The Chi-square kernel could be then computed as shown in Eq. (8):

$$ k\left(x,y\right)=1-\sum \limits_{i=1}^N\frac{2{\left({x}_i-{y}_i\right)}^2}{\left({x}_i+{y}_i\right)} $$
(8)

where xi and yi represent two feature vectors. The Recognition rate, Precision (P), Recall (R), F-measure (F) and AUC were calculated, and the performance of the visual descriptors with SVM classifiers was evaluated using the IITM-SCID2 and Indoor-Outdoor datasets.

Classification results using the IITM-SCID2, indoor-outdoor, and MIT-67 datasets

Indoor versus outdoor scene classification results achieved on the IITM-SCID2 Dataset and Indoor-Outdoor Dataset using state-of-the-art visual descriptors and three proposed visual descriptors—Ohta color-GIST descriptors, Ohta color-GIST wavelet descriptors and SCGWD—have been listed in Tables 1 and 2. Scene classification experiments were conducted on a laptop computer equipped with an Intel i7-7500U CPU, operating at 2.70 GHz, and using 16 GB of RAM.

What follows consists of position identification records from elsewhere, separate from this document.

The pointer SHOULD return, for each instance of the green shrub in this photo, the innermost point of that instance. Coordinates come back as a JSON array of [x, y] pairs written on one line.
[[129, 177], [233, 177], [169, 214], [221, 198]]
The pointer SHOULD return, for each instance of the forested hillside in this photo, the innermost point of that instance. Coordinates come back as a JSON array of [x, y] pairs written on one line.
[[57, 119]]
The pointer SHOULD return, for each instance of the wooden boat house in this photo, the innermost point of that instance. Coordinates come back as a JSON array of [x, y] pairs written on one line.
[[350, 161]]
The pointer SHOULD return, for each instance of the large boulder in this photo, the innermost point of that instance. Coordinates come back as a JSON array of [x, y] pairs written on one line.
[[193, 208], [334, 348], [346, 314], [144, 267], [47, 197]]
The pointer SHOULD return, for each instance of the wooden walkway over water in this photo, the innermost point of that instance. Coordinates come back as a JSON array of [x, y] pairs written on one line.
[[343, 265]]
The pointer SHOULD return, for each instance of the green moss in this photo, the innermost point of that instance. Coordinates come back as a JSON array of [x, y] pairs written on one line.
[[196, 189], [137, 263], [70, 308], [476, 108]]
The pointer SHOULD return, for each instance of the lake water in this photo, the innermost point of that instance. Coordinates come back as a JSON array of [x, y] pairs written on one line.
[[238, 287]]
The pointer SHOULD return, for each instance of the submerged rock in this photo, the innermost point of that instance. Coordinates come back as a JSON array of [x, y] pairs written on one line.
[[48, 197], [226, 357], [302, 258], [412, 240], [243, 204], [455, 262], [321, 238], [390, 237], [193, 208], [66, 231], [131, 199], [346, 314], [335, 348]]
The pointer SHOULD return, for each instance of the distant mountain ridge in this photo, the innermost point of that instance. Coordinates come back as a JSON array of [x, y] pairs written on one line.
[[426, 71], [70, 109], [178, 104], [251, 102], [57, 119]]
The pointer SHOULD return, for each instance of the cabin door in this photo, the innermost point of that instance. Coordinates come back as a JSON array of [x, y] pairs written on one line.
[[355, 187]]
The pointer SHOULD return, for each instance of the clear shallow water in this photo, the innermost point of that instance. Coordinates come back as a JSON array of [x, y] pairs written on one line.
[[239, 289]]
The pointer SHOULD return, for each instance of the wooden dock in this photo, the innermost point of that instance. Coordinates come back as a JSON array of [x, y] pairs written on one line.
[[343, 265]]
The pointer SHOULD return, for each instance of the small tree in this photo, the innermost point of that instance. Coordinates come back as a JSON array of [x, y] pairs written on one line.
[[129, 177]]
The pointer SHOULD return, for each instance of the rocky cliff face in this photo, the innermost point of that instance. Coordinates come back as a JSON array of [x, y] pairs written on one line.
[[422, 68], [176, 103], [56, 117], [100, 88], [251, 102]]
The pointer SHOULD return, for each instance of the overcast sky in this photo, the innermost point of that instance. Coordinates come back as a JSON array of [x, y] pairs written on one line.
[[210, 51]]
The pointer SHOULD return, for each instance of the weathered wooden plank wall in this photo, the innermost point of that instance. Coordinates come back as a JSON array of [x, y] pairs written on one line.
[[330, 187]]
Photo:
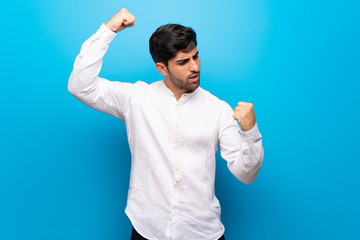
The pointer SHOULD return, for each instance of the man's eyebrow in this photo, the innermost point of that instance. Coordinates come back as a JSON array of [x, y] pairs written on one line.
[[186, 59]]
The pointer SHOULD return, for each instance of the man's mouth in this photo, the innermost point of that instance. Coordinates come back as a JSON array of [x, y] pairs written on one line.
[[194, 78]]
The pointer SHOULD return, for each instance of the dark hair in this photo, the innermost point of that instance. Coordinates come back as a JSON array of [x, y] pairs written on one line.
[[168, 39]]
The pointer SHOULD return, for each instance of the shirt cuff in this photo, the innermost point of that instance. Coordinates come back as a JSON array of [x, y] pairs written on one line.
[[105, 34], [252, 135]]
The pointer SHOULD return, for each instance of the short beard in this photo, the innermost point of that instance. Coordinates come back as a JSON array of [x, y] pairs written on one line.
[[184, 85]]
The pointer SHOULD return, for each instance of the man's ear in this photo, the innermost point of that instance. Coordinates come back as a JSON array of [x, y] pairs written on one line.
[[161, 68]]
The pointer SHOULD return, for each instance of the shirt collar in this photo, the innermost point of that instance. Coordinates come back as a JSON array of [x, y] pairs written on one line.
[[184, 96]]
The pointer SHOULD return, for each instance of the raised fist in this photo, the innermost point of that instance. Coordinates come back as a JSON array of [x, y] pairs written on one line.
[[120, 21], [245, 115]]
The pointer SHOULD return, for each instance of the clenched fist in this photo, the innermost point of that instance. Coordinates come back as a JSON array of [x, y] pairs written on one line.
[[245, 115], [120, 21]]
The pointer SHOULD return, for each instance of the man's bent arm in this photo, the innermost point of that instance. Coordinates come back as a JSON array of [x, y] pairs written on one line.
[[84, 83], [243, 152]]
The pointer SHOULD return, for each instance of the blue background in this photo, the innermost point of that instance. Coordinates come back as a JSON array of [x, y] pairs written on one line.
[[64, 168]]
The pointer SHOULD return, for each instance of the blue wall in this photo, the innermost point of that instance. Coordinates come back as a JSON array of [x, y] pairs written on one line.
[[64, 168]]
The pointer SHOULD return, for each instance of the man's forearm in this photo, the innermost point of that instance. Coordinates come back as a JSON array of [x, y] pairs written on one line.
[[83, 80]]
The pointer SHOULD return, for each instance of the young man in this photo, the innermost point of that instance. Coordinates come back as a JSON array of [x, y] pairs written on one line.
[[174, 128]]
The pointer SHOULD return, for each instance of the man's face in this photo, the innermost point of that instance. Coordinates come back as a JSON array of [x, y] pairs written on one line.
[[184, 70]]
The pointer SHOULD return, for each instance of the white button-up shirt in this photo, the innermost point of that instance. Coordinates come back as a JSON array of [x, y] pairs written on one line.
[[173, 145]]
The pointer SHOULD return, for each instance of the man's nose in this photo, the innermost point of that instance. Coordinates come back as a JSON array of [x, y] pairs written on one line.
[[195, 66]]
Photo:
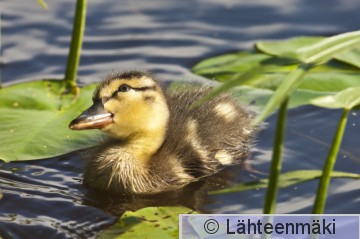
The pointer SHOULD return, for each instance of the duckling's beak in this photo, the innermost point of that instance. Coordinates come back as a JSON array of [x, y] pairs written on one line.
[[96, 117]]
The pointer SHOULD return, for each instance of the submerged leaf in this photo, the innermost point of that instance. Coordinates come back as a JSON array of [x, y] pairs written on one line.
[[346, 99], [150, 222], [34, 119], [286, 180]]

Table 2 Scene categorization performance on the Indoor Outdoor dataset

Experimental results indicated that, among the two datasets (the benchmark IITM-SCID2 Dataset and the Indoor-Outdoor Dataset), the IITM-SCID2 Dataset was the most difficult and challenging dataset from which to classify indoor and outdoor images.

The benchmark, eight-outdoor-scene data set (Outdoor images) included in the Indoor-Outdoor Dataset was the easiest to classify, in comparison to the outdoor images in the IITM-SCID2 Dataset. The highest average CRs—95.48% and 99.82% using the RBF kernel, and 95.29% and 99.45% using the linear kernel—attained from the IITM-SCID2 Dataset and Indoor-Outdoor Dataset were achieved by the SCGWDs. CR, Precision, Recall, F-measure, and area under the ROC (AUC) performance measures indicated that the SCGWD achieved results better than those of the state-of-the-art visual descriptors.

The proposed method could be used as a scene classifier for navigating MAVs in indoor and outdoor environments. The results inferred that the combination of color features (Enhanced Ohta color histogram descriptors and color-GIST descriptors) and texture features [Wavelet descriptors and CENTRIST (spatial pyramid representation)] was very effective in classifying indoor and outdoor scenes.

Our study was a comparative study between several state-of-the-art visual descriptors and the proposed Ohta color-GIST descriptors, Ohta color-GIST wavelet descriptors and SCGWD, from both methodological and experimental perspectives, for indoor versus outdoor scene and indoor scene classification tasks. Indoor scene SCGWD classification results achieved using the MIT-67 dataset have been listed in Table 3, and CRs of 2.08% and 4.92% were obtained using the RBF and linear kernels.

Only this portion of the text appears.